L'intervento pubblico nell'economia

L'Alto Adige dispone del 90% delle imposte pagate in provincia, corrispondenti a 9.000 euro di risorse all'anno per ognuno dei suoi oltre 500.000 abitanti (contro i 2.000 della Lombardia, superati però dai 12.000 della Valle d'Aosta). Complessivamente il bilancio dell'Alto Adige si aggira sui 5 miliardi di euro all'anno. L'economia dell'Alto Adige[159] si contraddistingue dunque per l'elevato ruolo giocato dalla provincia e dai relativi incentivi erogati.
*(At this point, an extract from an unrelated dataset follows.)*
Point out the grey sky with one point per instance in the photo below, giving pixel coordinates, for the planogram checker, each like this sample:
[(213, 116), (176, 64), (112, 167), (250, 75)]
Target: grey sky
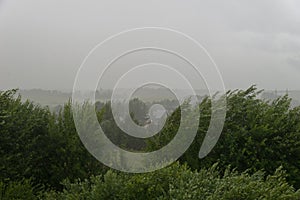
[(42, 43)]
Il ruolo svolto dal pubblico impiego è rilevante e spesso gli impiegati, a parità di ruolo e funzioni, godono di benefici economici superiori a quelli del resto d'Italia. L'industria è tuttora basata sulle imprese piccole, fortemente condizionate dai contributi pubblici. Lo sviluppo della grande industria (in mano italiana) viene tuttora ostacolato, memori anche del fatto che, nel ventennio fascista, fu la testa d'ariete che permise l'italianizzazione della provincia.

Si riscontra inoltre che le ingenti risorse finanziarie vengano erogate secondo criteri etnici. Il settore agricolo[160], quasi integralmente in mano tedesca, beneficia del 47,4% degli interi aiuti pubblici altoatesini: considerando gli altri comparti gestiti dalla comunità tedesca (commercio e turismo su tutti), si ha che oltre l'80% delle risorse pubbliche vadano al gruppo tedesco, che rappresenta attualmente il 68% della popolazione.[161]